Hundreds flocked to Edinburgh's Parliament Square on Saturday in a massive demonstration against mandatory mask-wearing and further lockdown measures in the wake of the coronavirus pandemic.
Walking into parliament square, for a brief moment, one might assume the flock of South African demonstrators against the treatment of farmers in their home country was the protest of the day.
However, just behind, in the shadow of Arthur’s Seat, a sea of mask-less people can be seen who had come out to oppose what they consider to be the “state tyranny” of mandated measures to aid in the slowing the spread of COVID 19.
Jonathan, 26, from the Scottish Libertarian Party, said that the reason he and his mother joined in the demonstration was due to a “realisation that their basic freedom and liberties were being taken away”.
“The way businesses are being destroyed.. and the economy decimated, you have more to worry about people falling into poverty as a result of the economy going pear-shaped, therefore meaning lower immune systems than ever”, he said.
He described the efforts by the government to introduce public vaccines as “absolutely shameful”.
His mother said she blames vaccinations for Jonathan's high-functioning autism - a myth which has long been rejected as pseudo-science.
An organiser, who did not give his name, said that he came out to give an “objection” to the government's use of a “sledgehammer to crack a nut”.
“The laws are being implemented which are restrictive of people’s freedoms. There’s an awful lot of fear-mongering by the media and that’s why you’ve got all these sheep going around with masks on all the time when it’s completely unnecessary”.
When asked about what he believes the unnecessary consequences of the lockdown were, he highlighted the ending of essential surgeries and other health services due to focusing on lockdown.
“People aren’t getting treatment for cancer. As much as 50,000 people have died as a result”, he said.
In response to being asked about ‘Operation Cygnus’, an exercise by the UK government of a pandemic response which observed that the National Health Service was incapable of coping with a similar national crisis on top of decades of public sector underfunding and privatisation, the organiser said: “that doesn’t justify the draconian measures”.
Not everyone was happy about the demonstration, however.
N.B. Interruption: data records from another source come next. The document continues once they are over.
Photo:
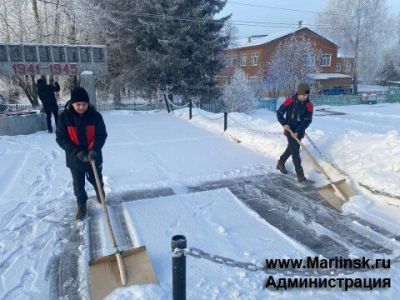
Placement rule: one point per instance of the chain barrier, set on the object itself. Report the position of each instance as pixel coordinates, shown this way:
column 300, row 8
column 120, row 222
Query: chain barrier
column 177, row 106
column 221, row 260
column 344, row 173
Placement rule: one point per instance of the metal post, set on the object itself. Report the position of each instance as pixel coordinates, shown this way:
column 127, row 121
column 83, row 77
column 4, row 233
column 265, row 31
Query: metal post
column 166, row 103
column 178, row 268
column 225, row 121
column 190, row 109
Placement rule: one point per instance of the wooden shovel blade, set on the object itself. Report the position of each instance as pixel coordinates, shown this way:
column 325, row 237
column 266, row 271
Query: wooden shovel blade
column 328, row 193
column 105, row 277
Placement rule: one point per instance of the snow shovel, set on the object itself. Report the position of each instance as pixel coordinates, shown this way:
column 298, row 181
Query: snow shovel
column 336, row 193
column 131, row 267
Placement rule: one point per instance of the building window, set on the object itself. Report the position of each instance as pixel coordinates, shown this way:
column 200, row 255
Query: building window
column 58, row 54
column 310, row 59
column 98, row 55
column 254, row 59
column 243, row 60
column 325, row 60
column 72, row 54
column 347, row 67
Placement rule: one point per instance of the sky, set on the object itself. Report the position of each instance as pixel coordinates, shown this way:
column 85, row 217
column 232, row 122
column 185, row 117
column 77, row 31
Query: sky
column 288, row 12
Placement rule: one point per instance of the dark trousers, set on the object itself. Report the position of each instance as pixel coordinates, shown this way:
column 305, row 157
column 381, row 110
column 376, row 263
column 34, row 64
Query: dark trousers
column 293, row 149
column 50, row 112
column 78, row 180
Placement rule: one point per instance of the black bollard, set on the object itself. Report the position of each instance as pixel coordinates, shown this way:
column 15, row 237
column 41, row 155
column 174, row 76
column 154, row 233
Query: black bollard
column 178, row 268
column 225, row 121
column 190, row 109
column 166, row 103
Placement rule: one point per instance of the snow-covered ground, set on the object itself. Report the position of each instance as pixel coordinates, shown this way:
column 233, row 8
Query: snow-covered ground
column 156, row 150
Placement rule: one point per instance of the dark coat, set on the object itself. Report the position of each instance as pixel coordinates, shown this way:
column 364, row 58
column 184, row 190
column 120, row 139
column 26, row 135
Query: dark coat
column 296, row 114
column 46, row 94
column 77, row 133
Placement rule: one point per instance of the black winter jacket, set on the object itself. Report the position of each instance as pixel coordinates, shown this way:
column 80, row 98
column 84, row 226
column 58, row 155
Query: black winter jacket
column 46, row 94
column 296, row 114
column 77, row 133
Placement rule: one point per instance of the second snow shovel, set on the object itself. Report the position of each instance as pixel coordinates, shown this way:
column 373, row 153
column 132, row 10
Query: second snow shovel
column 131, row 267
column 336, row 193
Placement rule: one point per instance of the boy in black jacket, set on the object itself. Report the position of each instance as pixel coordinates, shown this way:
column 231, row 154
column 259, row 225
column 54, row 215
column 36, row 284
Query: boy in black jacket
column 81, row 132
column 295, row 113
column 49, row 101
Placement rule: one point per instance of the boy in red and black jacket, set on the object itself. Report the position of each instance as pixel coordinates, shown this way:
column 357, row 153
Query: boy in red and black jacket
column 295, row 113
column 81, row 132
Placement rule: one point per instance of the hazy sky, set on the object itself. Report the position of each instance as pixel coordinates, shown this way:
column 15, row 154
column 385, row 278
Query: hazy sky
column 255, row 11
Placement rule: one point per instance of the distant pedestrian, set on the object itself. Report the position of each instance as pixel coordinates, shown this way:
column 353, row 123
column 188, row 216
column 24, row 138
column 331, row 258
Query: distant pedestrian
column 48, row 99
column 295, row 114
column 81, row 132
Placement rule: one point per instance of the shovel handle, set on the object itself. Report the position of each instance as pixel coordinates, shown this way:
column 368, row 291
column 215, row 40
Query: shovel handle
column 315, row 162
column 120, row 262
column 121, row 267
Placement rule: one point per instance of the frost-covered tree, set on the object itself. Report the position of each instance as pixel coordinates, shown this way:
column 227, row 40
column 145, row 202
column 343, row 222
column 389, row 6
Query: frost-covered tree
column 391, row 64
column 360, row 27
column 290, row 64
column 239, row 95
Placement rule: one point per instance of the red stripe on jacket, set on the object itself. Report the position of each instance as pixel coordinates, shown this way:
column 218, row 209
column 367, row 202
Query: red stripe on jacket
column 90, row 135
column 310, row 107
column 73, row 135
column 288, row 101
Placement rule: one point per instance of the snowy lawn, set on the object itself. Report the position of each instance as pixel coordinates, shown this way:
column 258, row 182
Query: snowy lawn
column 154, row 150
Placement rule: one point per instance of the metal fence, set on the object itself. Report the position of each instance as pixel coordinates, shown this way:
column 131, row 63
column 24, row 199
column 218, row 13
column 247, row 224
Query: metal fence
column 128, row 106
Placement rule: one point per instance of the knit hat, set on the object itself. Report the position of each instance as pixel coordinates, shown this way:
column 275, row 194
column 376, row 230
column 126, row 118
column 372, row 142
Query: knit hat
column 303, row 89
column 79, row 94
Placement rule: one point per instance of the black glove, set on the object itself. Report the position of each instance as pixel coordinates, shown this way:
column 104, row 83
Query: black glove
column 92, row 155
column 82, row 156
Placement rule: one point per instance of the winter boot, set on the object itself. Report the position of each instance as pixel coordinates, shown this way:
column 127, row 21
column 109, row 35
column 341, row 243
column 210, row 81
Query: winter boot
column 281, row 167
column 300, row 176
column 81, row 213
column 98, row 196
A South African woman who has lived in Edinburgh for 13 years was eager to express her frustration with the protestors.
“I’ve had friends who have been completely brainwashed by certain media channels”, she said.
“There are plenty of examples in history, namely polio, where vaccines should have been applied and weren’t”.
She continued by saying she was upset by the protestors who are “spreading the virus and they have no respect for what is a global pandemic”.
A series of speakers, lauding their expert titles in medicine and science, stood up to address the crowd.
Scottish Dr Malcolm Kendrick highlighted how the encroaching economic crash as a result of lockdown will kill more people than the virus.
Professor Dolores Cahill hit out against both the lockdown and mandatory vaccination and the alleged dangers of heavy metals present in vaccines.
She expressed her support for the “free market” and said that the coronavirus pandemic was being used as an excuse to introduce an anti-democratic system that stymies freedom of speech.
Professor Cahill also pledged to help build links with other European anti-lockdown movements to oppose restrictions introduced amid the ongoing coronavirus pandemic.
Cahill, who chairs the Irish Freedom Party which has links to the European alt-right movement, was asked to resign from the European Union’s scientific committee earlier this year over claims that those afflicted with COVID-19 become “immune for life” after 10 days.
She repeatedly championed Hydroxychloroquine, a malaria drug notably promoted by US President Donald Trump, as a treatment for the disease.
A Growing Movement
The demonstration in Edinburgh follows a similar ‘Unite for Freedom’ protest in London which saw an array of organisations express their opposition to lockdown restrictions.
Similar displays have been seen across Europe, particularly in Germany, which saw tens of thousands turn out to a rally against the suggestion of a second lockdown and the country's social distancing measures.
What one notices when in attendance at an anti-lockdown ally is the impressive patchwork of all manner of ‘anti-establishment’ sigils from QAnon shirts, to Gadsden Flags, and anti-5G network posters.
Yet there is a common denominator in each speaker’s address. As much as they may rally against the ‘new normal’, what was until now considered normal has blatantly failed, according to their own statements.
Whether it’s skepticism of lockdown restrictions or opposition to the existence of the state in general, today's rally provided a medium for that unifying rage to materialise in a way that was instinctually against a system which so far has only worked in the interests of those who hold economic power and their political representatives.
Every crisis, real or imagined - and the coming economic collapse is very real, the protestors have that right - is going to be shaped and determined by a particular economic class for its own interests. In an effort to castrate itself at the shrine of electability, that material narrative is no longer coming from the traditional opposition and Labour movement.
It’s going to have to come from somewhere.